As I see it, while we can all find something to complain about in the lurching, evolving guidance from the alphabet soup of EEOC, NYSDOL, OSHA, NYSDOH, WHO and CDC, this current configuration makes perfect sense.
Why? Because this approach achieves balance. Within these confines, libraries (along with other employers) are positioned to structure job requirements to be as safe as possible--not just for employees, but for the communities they serve. The structure and requirements, however, must be "bona fide," meaning that personal safety, privacy, freedom of association, and respect for conscience are positioned to be honored, while ensuring they do not gain primacy to the detriment of public safety as a whole.
For these reasons, I will not answer the question as posed. However, I will answer:
Question: If the library requires employees who trip a current CDC risk factor (showing symptoms, close contact, etc.) to get COVID tested, does the library have to pay for those tests?
Answer: I have found no requirement that an employer pay for a COVID test that is used as a pre-requisite for returning to work.
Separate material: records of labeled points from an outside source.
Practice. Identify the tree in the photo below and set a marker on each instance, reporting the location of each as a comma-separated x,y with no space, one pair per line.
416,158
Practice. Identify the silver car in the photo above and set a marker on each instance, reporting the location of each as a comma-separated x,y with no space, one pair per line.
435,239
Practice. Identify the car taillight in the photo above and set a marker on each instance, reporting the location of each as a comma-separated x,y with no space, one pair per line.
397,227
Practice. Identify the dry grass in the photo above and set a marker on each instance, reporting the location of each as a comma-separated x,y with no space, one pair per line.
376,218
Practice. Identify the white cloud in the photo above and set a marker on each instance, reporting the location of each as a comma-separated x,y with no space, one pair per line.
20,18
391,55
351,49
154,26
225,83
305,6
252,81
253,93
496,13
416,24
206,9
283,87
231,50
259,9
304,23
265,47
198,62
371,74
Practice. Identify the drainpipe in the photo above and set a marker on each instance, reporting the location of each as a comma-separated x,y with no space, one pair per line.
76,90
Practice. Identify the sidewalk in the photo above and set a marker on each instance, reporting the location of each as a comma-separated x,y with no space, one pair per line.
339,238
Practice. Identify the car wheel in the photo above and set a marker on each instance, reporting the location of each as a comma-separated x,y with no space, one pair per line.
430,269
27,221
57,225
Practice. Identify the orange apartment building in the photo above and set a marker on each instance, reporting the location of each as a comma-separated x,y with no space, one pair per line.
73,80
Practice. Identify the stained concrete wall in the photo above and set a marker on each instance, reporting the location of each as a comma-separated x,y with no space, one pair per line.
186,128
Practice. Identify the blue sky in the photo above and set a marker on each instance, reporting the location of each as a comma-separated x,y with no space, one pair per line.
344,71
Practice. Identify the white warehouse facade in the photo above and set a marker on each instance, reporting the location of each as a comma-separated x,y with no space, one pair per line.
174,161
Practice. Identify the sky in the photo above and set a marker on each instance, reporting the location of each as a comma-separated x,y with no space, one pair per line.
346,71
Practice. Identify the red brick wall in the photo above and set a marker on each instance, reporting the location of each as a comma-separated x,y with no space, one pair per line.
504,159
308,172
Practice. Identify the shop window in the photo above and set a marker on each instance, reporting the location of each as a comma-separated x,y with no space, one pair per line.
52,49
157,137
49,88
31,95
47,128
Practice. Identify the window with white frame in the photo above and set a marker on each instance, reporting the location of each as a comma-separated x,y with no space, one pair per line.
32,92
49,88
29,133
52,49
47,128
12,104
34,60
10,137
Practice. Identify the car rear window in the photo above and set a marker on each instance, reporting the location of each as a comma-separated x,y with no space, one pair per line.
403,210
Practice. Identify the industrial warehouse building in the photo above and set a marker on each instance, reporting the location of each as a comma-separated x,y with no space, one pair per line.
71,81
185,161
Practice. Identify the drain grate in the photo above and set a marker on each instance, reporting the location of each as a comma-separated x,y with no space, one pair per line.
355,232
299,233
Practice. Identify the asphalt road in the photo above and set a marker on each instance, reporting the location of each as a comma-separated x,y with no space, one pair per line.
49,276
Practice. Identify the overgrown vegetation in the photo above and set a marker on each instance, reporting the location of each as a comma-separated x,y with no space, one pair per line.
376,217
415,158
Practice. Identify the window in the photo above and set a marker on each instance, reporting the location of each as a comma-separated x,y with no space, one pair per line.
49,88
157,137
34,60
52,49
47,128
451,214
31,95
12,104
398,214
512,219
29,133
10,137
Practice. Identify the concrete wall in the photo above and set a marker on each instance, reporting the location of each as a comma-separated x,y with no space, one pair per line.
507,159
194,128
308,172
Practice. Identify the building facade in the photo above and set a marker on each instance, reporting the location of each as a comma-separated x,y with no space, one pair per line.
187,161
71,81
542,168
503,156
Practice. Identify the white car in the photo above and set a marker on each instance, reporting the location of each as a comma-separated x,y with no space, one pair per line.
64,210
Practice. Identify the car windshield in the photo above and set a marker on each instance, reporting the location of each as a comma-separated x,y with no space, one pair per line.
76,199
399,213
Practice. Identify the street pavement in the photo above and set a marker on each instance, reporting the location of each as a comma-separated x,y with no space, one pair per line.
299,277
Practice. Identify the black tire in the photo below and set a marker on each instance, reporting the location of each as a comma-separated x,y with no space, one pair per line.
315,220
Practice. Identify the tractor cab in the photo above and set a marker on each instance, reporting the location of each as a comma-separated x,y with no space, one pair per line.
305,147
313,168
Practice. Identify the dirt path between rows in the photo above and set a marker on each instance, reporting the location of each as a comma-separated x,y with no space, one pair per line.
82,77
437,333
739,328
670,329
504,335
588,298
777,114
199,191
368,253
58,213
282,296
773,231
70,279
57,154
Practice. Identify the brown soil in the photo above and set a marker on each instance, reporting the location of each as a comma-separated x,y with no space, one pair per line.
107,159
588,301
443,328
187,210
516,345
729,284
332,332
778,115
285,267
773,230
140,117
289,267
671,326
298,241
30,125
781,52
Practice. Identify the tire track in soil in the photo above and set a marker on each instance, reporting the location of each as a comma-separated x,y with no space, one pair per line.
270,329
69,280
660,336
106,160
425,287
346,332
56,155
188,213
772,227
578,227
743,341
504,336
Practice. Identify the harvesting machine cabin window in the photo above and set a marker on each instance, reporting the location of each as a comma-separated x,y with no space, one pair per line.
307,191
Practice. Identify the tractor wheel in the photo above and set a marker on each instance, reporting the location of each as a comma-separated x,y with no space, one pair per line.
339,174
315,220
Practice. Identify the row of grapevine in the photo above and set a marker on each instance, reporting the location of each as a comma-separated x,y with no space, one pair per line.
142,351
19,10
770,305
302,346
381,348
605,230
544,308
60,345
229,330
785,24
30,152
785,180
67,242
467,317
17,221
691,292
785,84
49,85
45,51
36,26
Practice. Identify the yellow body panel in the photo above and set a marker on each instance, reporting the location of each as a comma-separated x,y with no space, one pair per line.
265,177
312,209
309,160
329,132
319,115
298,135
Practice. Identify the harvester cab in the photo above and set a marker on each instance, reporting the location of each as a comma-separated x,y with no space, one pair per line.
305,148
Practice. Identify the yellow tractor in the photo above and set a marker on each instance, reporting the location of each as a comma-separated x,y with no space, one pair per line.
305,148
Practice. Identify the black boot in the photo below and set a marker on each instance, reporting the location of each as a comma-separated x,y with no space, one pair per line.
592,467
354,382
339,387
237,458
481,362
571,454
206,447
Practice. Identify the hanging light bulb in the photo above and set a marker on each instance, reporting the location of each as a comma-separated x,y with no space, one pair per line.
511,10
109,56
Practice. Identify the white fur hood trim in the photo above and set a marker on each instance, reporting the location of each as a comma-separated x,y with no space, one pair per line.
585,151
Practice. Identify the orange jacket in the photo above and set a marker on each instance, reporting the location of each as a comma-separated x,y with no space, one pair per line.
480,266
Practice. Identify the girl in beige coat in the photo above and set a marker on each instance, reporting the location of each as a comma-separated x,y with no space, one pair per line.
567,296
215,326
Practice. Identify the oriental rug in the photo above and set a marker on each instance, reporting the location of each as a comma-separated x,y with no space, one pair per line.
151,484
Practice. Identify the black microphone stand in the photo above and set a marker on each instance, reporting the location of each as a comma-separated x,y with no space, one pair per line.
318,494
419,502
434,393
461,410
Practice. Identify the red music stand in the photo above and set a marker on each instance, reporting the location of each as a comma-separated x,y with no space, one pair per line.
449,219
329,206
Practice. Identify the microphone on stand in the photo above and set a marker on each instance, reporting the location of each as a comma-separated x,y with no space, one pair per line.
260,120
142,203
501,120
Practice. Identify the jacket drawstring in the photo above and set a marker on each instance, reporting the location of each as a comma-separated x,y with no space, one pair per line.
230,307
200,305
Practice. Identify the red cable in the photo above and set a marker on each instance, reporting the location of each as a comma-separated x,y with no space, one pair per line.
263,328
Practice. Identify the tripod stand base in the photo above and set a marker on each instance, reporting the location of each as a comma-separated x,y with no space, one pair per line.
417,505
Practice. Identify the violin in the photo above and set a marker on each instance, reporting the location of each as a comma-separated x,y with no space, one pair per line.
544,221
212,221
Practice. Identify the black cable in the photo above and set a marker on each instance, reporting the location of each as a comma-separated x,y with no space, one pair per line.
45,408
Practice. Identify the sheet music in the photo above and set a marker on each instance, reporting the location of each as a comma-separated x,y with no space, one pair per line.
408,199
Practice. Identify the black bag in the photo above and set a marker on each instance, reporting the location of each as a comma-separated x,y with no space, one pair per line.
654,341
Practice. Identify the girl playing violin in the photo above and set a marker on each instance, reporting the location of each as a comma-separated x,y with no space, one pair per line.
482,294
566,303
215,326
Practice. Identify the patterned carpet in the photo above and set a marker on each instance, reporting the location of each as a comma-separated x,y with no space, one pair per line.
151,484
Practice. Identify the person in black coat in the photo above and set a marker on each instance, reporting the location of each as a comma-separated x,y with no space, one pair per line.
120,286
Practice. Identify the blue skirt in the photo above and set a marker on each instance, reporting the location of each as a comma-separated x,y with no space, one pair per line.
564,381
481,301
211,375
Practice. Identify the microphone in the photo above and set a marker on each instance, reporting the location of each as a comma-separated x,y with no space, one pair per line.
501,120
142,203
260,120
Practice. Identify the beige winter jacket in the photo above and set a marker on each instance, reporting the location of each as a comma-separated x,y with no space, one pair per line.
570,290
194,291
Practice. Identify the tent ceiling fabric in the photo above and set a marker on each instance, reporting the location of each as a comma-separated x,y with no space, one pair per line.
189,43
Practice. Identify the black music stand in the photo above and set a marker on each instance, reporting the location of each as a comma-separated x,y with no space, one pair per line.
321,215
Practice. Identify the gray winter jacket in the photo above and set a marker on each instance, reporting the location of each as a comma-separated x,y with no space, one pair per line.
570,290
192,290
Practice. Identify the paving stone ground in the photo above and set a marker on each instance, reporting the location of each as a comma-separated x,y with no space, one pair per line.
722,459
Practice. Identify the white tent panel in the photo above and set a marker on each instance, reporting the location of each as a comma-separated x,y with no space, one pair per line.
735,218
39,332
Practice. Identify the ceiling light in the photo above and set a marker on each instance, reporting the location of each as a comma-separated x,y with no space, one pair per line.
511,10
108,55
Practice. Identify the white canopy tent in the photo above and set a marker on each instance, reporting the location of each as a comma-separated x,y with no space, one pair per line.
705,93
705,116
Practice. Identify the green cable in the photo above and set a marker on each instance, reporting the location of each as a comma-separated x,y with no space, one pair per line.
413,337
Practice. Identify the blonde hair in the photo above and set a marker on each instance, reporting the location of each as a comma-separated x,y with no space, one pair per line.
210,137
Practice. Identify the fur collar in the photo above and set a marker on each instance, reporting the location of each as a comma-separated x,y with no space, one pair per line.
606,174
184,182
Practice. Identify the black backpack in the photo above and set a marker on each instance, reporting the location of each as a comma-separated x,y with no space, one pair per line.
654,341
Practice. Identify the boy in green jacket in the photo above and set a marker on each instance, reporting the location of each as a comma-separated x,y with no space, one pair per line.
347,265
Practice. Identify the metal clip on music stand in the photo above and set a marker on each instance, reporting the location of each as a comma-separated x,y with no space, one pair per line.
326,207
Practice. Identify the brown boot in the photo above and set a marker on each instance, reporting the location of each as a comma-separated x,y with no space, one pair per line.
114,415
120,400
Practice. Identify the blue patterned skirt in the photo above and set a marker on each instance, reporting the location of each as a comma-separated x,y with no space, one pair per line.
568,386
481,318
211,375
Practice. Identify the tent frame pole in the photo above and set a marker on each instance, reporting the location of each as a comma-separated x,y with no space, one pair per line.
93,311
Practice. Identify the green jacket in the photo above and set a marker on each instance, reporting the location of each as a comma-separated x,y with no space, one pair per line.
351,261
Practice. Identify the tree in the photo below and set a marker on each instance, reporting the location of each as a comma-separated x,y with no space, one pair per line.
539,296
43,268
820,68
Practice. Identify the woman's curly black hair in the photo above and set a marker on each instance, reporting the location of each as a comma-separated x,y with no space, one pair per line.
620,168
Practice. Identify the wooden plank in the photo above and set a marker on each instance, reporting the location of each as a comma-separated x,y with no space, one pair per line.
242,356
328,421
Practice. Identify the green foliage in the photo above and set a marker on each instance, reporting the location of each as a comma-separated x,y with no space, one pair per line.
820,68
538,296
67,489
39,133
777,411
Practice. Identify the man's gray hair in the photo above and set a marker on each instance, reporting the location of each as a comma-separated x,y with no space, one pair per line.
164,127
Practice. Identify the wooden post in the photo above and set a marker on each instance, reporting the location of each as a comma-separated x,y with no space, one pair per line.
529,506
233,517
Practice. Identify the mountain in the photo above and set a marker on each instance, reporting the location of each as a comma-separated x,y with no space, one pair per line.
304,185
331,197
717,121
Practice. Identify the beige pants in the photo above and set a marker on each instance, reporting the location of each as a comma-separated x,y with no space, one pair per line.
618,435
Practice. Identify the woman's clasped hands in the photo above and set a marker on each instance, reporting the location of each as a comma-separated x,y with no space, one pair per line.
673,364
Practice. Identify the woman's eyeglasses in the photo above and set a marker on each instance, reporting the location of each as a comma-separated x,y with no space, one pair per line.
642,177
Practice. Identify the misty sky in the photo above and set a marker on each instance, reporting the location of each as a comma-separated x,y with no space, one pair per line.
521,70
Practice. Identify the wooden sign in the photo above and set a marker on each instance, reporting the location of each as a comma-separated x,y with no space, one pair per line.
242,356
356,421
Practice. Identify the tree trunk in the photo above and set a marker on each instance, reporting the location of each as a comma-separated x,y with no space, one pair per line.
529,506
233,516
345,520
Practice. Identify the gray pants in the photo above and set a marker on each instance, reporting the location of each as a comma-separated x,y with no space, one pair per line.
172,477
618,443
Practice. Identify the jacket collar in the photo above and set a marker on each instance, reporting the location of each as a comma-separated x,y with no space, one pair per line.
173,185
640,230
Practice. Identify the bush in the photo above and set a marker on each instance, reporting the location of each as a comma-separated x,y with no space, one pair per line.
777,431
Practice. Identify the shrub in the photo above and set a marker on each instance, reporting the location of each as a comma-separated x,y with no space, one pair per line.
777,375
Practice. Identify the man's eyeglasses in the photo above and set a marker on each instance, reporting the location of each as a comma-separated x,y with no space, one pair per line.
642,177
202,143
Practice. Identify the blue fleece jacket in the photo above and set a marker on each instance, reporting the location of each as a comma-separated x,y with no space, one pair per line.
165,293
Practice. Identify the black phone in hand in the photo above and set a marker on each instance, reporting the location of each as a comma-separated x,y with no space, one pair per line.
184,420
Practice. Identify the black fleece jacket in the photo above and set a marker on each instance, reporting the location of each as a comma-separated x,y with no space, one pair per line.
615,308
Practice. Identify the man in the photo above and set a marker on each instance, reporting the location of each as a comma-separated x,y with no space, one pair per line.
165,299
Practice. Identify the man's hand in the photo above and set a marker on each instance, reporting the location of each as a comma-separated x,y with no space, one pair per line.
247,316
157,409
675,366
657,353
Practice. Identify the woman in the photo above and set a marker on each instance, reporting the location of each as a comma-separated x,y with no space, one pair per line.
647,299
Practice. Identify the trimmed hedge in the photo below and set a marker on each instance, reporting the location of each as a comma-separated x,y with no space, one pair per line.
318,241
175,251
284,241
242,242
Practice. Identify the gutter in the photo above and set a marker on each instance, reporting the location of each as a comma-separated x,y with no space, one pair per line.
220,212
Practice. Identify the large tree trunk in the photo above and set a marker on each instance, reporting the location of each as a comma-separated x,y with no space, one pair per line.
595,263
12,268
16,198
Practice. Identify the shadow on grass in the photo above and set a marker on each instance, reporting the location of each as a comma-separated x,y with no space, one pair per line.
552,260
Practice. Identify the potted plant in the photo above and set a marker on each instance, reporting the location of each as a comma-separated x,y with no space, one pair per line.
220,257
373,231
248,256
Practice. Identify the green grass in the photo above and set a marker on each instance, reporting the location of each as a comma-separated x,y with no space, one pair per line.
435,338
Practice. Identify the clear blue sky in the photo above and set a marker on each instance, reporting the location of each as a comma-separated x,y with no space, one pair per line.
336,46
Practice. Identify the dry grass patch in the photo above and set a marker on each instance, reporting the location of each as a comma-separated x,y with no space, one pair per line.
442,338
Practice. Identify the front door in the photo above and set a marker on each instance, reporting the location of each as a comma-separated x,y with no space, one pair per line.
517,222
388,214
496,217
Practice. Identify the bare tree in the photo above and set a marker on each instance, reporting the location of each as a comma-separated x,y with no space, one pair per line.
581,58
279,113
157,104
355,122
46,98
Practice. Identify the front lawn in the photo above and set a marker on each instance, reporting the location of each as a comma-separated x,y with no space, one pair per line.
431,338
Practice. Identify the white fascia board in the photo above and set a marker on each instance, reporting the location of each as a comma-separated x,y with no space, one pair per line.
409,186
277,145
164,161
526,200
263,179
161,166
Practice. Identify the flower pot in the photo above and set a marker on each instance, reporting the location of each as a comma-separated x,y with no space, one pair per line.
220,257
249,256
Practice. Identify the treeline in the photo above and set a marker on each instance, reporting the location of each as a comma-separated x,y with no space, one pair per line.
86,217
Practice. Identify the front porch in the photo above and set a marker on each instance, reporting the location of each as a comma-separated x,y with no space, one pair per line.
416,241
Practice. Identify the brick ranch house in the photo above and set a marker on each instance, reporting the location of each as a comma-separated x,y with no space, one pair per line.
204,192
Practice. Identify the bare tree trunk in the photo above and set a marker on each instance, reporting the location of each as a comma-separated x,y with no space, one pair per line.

Of course, for employees who are sick, or on mandatory quarantine, or have been sent home by their employer for tripping a COVID factor, the protections for paid sick leave that were set up earlier in the pandemic still apply.
And I will add this bonus question:
Question: If the library decides to use routine random COVID testing of all on-site employees as part of a Safety Plan, does the library have to pay for those tests?
Answer: An employer cannot require an employee to pay for a COVID test, and cannot deduct the cost of such a test from a paycheck, so if the employer sets up random testing as part of a Safety Plan, the employer must pay for it.
 I suppose an employer could categorize an unvaccinated employee as having "taken part in activities that put them at a higher risk for COVID-19" simply by reporting to work. But would an employer want to admit to allowing such risk to take place?
 Remember, an employee who is out due to symptoms, exposure, or ordered quarantine can "wait it out" and doesn't have to take a test.